The Nelson Mandela Awards has been ordered by the Companies and Intellectual Property Commission’s (CIPC’s) Companies Tribunal to change its name to one which does not incorporate the global icon’s name or any other word confusingly and or deceptively similar to his foundation’s trademarks.
According to the ruling handed down on Monday by tribunal member Lucia Glass, the Registrar of Companies has also been directed to change the Nelson Mandela Awards’ name to its registration number in the event that it fails to comply with the ruling within 60 days of the order.
Any person with an interest in the name, Nelson Mandela Awards, has 20 days after receiving the notice of Glass’s determination and administrative order to apply to a court to review the decision.
”If the name Nelson Mandela Awards, is to be used by the respondent (Nelson Mandela Awards), and Nelson Mandela is to be used by the Applicant (the foundation), in a normal and fair manner and in an ordinary course business, it is my view, that if members of the public merely look at the names of the different entities, they will be misled by the similarity of the names,” she stated in her determination.

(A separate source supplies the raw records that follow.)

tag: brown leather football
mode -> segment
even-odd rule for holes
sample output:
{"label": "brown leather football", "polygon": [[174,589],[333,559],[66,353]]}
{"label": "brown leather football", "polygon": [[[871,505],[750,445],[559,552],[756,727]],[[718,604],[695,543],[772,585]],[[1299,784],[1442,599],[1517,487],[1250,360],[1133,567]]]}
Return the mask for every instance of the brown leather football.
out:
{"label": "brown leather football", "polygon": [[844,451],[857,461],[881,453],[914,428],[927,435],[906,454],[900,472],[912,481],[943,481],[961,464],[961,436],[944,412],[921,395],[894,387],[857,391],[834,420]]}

She added the public will also be confused or deceived into believing the foundation’s business is linked to or associated with that of the applicant’s trademarks, as falsely imply or suggest, and are such as would reasonably mislead a person to believe incorrectly, that the Nelson Mandela Awards are part of, or associated with the foundation.

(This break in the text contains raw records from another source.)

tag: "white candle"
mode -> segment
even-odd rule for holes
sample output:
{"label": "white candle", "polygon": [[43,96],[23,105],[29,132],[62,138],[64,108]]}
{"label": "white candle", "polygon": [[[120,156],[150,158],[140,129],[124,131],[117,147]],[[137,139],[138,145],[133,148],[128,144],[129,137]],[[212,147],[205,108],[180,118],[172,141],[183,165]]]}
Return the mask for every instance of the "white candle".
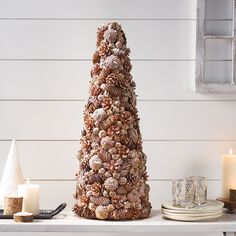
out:
{"label": "white candle", "polygon": [[236,188],[236,155],[230,149],[228,155],[222,156],[222,194],[229,199],[229,190]]}
{"label": "white candle", "polygon": [[22,211],[39,214],[39,185],[30,184],[27,179],[26,184],[18,185],[18,195],[23,197]]}

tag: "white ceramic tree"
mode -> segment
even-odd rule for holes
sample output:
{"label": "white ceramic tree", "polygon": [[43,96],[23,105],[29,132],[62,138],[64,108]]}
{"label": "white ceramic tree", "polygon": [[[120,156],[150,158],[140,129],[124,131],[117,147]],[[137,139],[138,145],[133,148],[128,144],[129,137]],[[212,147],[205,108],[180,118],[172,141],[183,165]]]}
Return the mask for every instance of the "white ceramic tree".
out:
{"label": "white ceramic tree", "polygon": [[0,183],[0,206],[3,206],[5,196],[16,196],[17,186],[24,183],[20,166],[16,141],[13,139]]}

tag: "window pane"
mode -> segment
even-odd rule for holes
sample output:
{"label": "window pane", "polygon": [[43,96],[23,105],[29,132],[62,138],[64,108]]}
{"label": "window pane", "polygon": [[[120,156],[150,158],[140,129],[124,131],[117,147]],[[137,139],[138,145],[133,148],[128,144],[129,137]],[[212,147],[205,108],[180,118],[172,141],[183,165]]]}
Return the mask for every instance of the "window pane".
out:
{"label": "window pane", "polygon": [[206,35],[232,35],[232,21],[206,21]]}
{"label": "window pane", "polygon": [[207,39],[205,42],[206,60],[231,60],[231,39]]}
{"label": "window pane", "polygon": [[206,19],[232,19],[232,0],[206,0]]}
{"label": "window pane", "polygon": [[207,61],[205,63],[205,83],[230,83],[231,61]]}

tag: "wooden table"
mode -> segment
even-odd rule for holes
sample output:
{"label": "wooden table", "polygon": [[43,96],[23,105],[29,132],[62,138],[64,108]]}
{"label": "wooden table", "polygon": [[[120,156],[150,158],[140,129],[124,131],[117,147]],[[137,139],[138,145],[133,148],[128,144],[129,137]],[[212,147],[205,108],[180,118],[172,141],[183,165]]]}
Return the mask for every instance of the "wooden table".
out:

The Nelson Mandela Awards were registered in 2019 while the foundation’s trademarks were registered in 2004.
Sello Hatang, the Nelson Mandela Foundation’s chief executive since June 2013, acted on its behalf as he knows and is familiar with all its business and trademarks.
The Nelson Mandela Awards did not file a responding affidavit and the tribunal found the entity did not deem it necessary to defend the foundation’s application.